Neural Machine Translation Without Tokenization

argosopentech · June 17, 2021, 11:31pm

ByT5: Towards a token-free future with pre-trained byte-to-byte models

I think using characters directly as tokens, without a tokenizer like SentencePiece, like described in this paper will make sense for Argos Translate 2.0. This combined with seq2seq sentence boundary detection would allow translation using only CTranslate2.

Related links:

pierotofy · June 18, 2021, 3:06pm

I find it amazing that one can use byte-to-byte models to train translation models. But it makes sense that a model would be able to learn tokenization on its own. How would that apply to translating content like HTML/XML?

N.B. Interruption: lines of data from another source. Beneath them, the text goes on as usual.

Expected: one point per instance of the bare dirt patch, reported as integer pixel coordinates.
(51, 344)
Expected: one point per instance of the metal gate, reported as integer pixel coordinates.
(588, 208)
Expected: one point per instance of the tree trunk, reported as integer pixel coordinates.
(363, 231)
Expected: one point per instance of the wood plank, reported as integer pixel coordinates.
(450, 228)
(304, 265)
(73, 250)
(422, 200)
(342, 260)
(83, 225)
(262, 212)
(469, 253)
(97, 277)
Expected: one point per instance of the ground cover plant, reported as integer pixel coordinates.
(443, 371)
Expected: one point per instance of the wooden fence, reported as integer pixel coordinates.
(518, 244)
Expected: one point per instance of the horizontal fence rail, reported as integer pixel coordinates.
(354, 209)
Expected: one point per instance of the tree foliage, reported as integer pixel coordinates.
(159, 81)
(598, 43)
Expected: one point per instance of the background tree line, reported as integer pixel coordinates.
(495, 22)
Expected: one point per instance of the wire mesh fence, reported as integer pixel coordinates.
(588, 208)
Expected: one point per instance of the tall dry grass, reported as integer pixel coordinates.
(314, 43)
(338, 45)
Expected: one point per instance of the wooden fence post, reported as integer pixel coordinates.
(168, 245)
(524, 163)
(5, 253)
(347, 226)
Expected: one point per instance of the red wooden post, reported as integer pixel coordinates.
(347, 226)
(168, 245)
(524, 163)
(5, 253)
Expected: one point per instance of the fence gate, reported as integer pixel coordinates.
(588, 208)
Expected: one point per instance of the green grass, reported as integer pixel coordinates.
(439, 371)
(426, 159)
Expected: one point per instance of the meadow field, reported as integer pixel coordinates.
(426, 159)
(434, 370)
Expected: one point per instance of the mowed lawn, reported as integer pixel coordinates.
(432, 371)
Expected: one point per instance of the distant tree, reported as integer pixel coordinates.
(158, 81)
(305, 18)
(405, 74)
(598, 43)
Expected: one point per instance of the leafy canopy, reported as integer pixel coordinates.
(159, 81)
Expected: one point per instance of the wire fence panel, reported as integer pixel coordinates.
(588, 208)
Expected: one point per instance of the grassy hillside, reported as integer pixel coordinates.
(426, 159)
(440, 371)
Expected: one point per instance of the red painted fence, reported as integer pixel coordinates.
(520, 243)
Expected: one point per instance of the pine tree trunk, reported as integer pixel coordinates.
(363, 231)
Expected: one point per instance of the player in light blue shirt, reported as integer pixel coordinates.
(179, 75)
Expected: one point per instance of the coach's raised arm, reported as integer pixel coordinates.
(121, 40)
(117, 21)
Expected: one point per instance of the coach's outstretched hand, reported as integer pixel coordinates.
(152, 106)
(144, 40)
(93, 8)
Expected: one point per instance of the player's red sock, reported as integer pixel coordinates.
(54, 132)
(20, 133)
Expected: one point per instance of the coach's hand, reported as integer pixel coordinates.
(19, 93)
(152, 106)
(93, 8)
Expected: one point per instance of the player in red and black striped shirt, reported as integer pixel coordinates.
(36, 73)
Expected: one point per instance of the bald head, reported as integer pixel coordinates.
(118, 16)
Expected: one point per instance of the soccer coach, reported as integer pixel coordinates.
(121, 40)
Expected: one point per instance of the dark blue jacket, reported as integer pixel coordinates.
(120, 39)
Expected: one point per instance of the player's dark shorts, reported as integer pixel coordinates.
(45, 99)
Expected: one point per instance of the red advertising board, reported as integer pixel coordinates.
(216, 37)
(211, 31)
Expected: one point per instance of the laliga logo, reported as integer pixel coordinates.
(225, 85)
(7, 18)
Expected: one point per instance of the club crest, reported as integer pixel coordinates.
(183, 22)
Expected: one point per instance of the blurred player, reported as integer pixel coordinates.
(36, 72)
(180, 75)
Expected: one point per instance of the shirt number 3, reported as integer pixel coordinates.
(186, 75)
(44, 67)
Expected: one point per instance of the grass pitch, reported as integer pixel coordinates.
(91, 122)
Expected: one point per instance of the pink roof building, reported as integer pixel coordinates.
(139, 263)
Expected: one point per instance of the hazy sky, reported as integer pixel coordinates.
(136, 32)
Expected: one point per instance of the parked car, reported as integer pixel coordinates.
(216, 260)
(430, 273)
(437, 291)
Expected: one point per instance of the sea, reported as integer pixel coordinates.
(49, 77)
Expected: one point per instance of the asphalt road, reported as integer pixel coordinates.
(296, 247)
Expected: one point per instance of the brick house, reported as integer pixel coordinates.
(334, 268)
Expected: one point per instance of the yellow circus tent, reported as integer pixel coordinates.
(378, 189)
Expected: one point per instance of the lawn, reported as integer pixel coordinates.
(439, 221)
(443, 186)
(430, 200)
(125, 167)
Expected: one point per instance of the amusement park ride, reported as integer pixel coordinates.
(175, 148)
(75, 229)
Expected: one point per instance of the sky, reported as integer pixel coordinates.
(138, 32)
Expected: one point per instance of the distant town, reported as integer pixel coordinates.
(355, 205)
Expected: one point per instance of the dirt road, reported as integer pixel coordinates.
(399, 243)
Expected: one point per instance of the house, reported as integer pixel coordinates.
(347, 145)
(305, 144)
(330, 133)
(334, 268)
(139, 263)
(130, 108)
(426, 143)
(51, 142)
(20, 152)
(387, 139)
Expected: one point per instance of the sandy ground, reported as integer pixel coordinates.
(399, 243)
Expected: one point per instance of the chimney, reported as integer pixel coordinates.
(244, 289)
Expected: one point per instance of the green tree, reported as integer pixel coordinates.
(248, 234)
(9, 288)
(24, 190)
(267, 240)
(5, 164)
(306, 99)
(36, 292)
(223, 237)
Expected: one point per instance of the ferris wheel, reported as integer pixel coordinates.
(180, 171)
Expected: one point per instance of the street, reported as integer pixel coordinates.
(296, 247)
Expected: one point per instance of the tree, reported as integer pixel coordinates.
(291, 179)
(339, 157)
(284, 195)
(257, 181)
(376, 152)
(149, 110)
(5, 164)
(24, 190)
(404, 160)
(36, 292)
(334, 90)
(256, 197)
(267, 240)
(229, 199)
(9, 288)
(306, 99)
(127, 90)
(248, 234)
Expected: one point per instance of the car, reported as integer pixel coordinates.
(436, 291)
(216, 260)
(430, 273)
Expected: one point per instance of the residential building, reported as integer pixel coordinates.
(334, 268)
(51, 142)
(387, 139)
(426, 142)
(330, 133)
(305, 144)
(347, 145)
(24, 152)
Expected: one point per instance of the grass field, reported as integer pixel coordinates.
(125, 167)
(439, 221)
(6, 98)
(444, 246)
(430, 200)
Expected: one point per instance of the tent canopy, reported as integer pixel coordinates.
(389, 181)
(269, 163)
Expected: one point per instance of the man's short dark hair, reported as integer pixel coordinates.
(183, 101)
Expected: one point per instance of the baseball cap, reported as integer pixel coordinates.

argosopentech · June 18, 2021, 10:11pm

This probably wouldn’t help XML very much (maybe even make it harder since you can’t tokenize tags as one entity). I’m currently running a tag injection server to create data for translating XML but it is very slow. Long term I think XML will be solved by simply having language models powerful enough that they can manage tags in large sections of text.

argosopentech · June 26, 2021, 1:43pm

argosopentech · June 29, 2021, 10:30pm

Visual explanation of Charformers: https://youtu.be/debgj24BAZE

pierotofy · June 30, 2021, 11:40pm

Interesting, thanks for sharing!